Health Navigator intervention to address the unmet social needs of populations living with cancer attending outpatient treatment at a major metropolitan hospital in Australia: protocol for a mixed-methods feasibility trial.

INTRODUCTION

Integrating health and social care to address unmet social needs is an emerging priority for health systems worldwide. Screening and referral interventions for unmet social needs, also known as Health Navigator (HN) interventions, in healthcare settings have shown mixed but promising results, mostly due to a large variability in intervention design and outcomes assessed. Most HN interventions are implemented in primary care, despite evidence that disadvantaged populations face substantial barriers to accessing such care, and these interventions are limited in Australia. To address this gap, we designed a HN intervention to address the unmet social needs of a disadvantaged population living with cancer presenting at an outpatient cancer treatment facility in South Australia. To our knowledge, this paper presents a protocol for one of the first feasibility and acceptability studies of an HN intervention in an Australian healthcare setting.

METHODS AND ANALYSIS

We will conduct a single-centre study to explore the feasibility and acceptability of screening and referral for unmet social needs for patients attending an outpatient cancer clinic at a major metropolitan hospital serving a disadvantaged population in South Australia. Eligible participants are 18 years of age or older receiving treatment at the Northern Adelaide Cancer Centre, with an expected prognosis of minimum 6 months. During recruitment, a researcher will ask eligible participants to complete unmet social needs screening and baseline assessments. Participants with unmet social needs who request assistance will be connected with an HN. The HN will work with participants to prioritise their needs and provide referrals to community and government services with follow-up of over 6 months from enrolment. Post-HN intervention, all participants will be asked to complete repeat unmet social needs screening and repeat assessments. The primary criteria for determining feasibility success are: (1) recruitment rates, where 80% of eligible participants agree to unmet needs screening; (2) intervention uptake, where 80% of participants who report unmet social needs consent to assistance from a HN; (3) intervention completion, where 80% of participants receive HN assistance complete follow-up; (4) reasons for not completing intervention; and (5) participant and clinician acceptability of the intervention. Secondary outcomes include changes to unmet social needs and coping with cancer ability, quality of life and patient-reported experience measures. Thematic analysis will be applied to focus groups with clinicians and participants to assess intervention acceptability. Secondary clinical outcomes will be reported as effect size estimates for future trials. Based on previous work in this area, we will aim to recruit 350 participants.

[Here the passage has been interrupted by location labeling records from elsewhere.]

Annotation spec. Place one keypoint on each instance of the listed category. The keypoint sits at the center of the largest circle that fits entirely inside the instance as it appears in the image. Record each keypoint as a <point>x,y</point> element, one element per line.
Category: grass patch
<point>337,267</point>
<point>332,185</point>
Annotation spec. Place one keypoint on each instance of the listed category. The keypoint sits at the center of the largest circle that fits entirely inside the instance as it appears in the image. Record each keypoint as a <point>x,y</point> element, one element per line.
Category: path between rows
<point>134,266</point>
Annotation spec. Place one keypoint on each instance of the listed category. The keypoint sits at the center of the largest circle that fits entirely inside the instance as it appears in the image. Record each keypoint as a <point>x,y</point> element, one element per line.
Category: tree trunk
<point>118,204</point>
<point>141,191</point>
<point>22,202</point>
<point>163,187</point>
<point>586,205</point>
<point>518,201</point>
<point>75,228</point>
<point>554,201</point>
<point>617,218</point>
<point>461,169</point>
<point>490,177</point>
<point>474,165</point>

Study findings will be used to optimise recruitment and intervention components and develop suitable outcome measures for larger, randomised studies.

ETHICS AND DISSEMINATION

The protocol has ethical approval from the Central Adelaide Local Health Network Human Research Ethics Committee (approval ID: 16448). Findings will be disseminated in research publications and non-academic formats for a variety of audiences.

TRIAL REGISTRATION NUMBER

Australian New Zealand Clinical Trial Registry (ACTRN12622000802707p).Protocol date and version: 07 June 2022, V1.